Как танк, шел мимо нас «громобой». Визжали дети. Сновали воспитатели, поворачиваясь на анонимные снежки. Но в моем сердце стояла тишина храма, дворца, музея.
— Очень приятно, — сказал Загжевский. — Надо было поступить в наш класс. У нас весело. Я танцевал с одной вашей одноклассницей, Татой Мордах, с ней очень приятно танцевать.
Мама зовет, — сказал младший Загжевский старшему, подходя. — Иди сейчас же домой. Не кривляйся тут с девчонками. Отдай мне мой пояс.
Вечером ко мне в дортуар зашла моя младшая сестра. Она была мокра от снега и взволнована. Из-под огромного, как колесо, берета, она ухитрялась вытащить себе на лоб несколько небольших волосиков, она крикнула мне:
— Что же это такое? Разговаривает свысока, думает, что граф, кривляется, как свинья на веревке. Уверяют, что пудрится на вечерах. Ну его к черту!
— Тише, — сказала я, — тише, не ори. Он — скверный мальчик. Бог с ним.
— Ах, — вздохнула моя сестра. — Бывают же такие мальчики на свете. Мальчики, как на картинке. Говорит мне «вы», кланяется вежливо, страшно раздражает.
* * *
Весной умер преподаватель математики, Газалов.

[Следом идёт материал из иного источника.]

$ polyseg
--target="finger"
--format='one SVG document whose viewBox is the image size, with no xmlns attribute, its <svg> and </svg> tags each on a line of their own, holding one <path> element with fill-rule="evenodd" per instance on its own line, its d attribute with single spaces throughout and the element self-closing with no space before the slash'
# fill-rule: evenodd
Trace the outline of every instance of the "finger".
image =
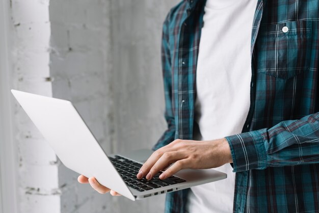
<svg viewBox="0 0 319 213">
<path fill-rule="evenodd" d="M 77 177 L 77 181 L 81 183 L 88 183 L 89 178 L 84 175 L 81 175 Z"/>
<path fill-rule="evenodd" d="M 164 170 L 164 168 L 172 163 L 187 158 L 188 156 L 182 152 L 175 151 L 165 152 L 154 164 L 150 169 L 149 172 L 146 175 L 146 179 L 150 180 L 160 171 Z"/>
<path fill-rule="evenodd" d="M 105 194 L 106 193 L 110 192 L 111 190 L 110 189 L 106 188 L 104 185 L 101 185 L 93 177 L 91 177 L 89 178 L 89 182 L 92 188 L 100 194 Z"/>
<path fill-rule="evenodd" d="M 192 162 L 189 158 L 176 161 L 170 168 L 160 175 L 160 179 L 164 179 L 171 176 L 181 169 L 191 167 Z"/>
<path fill-rule="evenodd" d="M 148 174 L 150 169 L 165 152 L 175 151 L 171 146 L 168 147 L 167 146 L 168 145 L 162 147 L 153 152 L 147 161 L 145 162 L 144 164 L 141 167 L 141 169 L 140 169 L 140 171 L 137 175 L 138 178 L 141 179 Z"/>
<path fill-rule="evenodd" d="M 111 192 L 110 193 L 111 195 L 113 196 L 121 196 L 121 195 L 120 195 L 120 194 L 118 193 L 117 192 L 114 191 L 113 190 L 111 191 Z"/>
</svg>

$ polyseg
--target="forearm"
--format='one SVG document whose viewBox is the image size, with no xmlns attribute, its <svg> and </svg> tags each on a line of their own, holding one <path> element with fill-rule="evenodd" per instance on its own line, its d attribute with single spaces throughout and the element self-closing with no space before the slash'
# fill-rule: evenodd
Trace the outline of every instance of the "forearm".
<svg viewBox="0 0 319 213">
<path fill-rule="evenodd" d="M 319 163 L 319 113 L 226 137 L 234 171 Z"/>
</svg>

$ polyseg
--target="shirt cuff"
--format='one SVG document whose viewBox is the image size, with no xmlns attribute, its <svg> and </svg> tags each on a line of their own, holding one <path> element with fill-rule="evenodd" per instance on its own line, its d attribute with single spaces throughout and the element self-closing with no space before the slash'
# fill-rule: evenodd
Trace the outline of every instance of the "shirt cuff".
<svg viewBox="0 0 319 213">
<path fill-rule="evenodd" d="M 267 167 L 267 153 L 261 137 L 264 131 L 267 129 L 225 138 L 230 147 L 234 172 Z"/>
</svg>

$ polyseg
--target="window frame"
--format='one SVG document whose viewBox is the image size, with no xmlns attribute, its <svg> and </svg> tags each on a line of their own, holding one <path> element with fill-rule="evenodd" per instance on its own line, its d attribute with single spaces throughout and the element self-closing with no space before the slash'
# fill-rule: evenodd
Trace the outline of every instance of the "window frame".
<svg viewBox="0 0 319 213">
<path fill-rule="evenodd" d="M 17 213 L 16 147 L 13 137 L 10 1 L 0 0 L 0 213 Z M 2 194 L 2 196 L 1 196 Z M 4 196 L 5 195 L 5 196 Z"/>
</svg>

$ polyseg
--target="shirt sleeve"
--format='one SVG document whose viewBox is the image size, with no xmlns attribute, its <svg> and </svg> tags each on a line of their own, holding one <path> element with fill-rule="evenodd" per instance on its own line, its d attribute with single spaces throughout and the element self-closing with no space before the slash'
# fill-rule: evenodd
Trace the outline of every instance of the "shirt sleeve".
<svg viewBox="0 0 319 213">
<path fill-rule="evenodd" d="M 167 129 L 153 147 L 154 150 L 169 144 L 175 139 L 175 126 L 172 102 L 172 71 L 168 32 L 170 14 L 170 12 L 163 24 L 162 42 L 162 64 L 165 97 L 165 116 Z"/>
<path fill-rule="evenodd" d="M 319 113 L 225 138 L 233 171 L 319 163 Z"/>
</svg>

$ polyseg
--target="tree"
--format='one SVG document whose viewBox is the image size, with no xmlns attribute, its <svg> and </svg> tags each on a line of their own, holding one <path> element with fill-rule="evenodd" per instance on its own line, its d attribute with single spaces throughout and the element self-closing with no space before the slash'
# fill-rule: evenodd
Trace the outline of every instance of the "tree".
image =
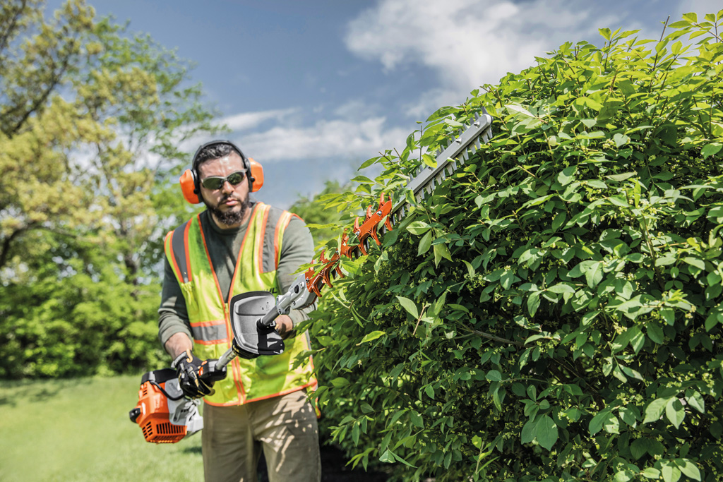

Он умер в середине последней четверти, и его смерть дала возможность части нашего класса перейти из четвертого в пятый.
Газалову была смешна и противна наша жалкая аудитория. Он, между прочим, раньше преподавал математику в Пажеском корпусе и поэтому хорошо знал моего двоюродного брата.
Когда я сдавала у него вступительный экзамен в квартире с образами и царскими портретами, он пренебрежительно выслушал мой лепет и сразу решил так:
— Ставлю вам три, потому что другие отметки — хороши. У вас есть память, это — яд для математики. Ваш двоюродный брат никогда ничего не знал.
Мы боялись Газалова, как огня. Седой, видный, усатый, стройный, он смотрел на нас из-под бровей в три пальца и кричал на нас страшно. Перед концом третьей четверти «неудовлетворительных» отметок уже никто не считал, все исхудали и, уча урок, ни на что не надеялись. Последнюю возможность исправления четвертной отметки Газалов нам дал в помещении культурно-просветительного кружка, однажды после уроков.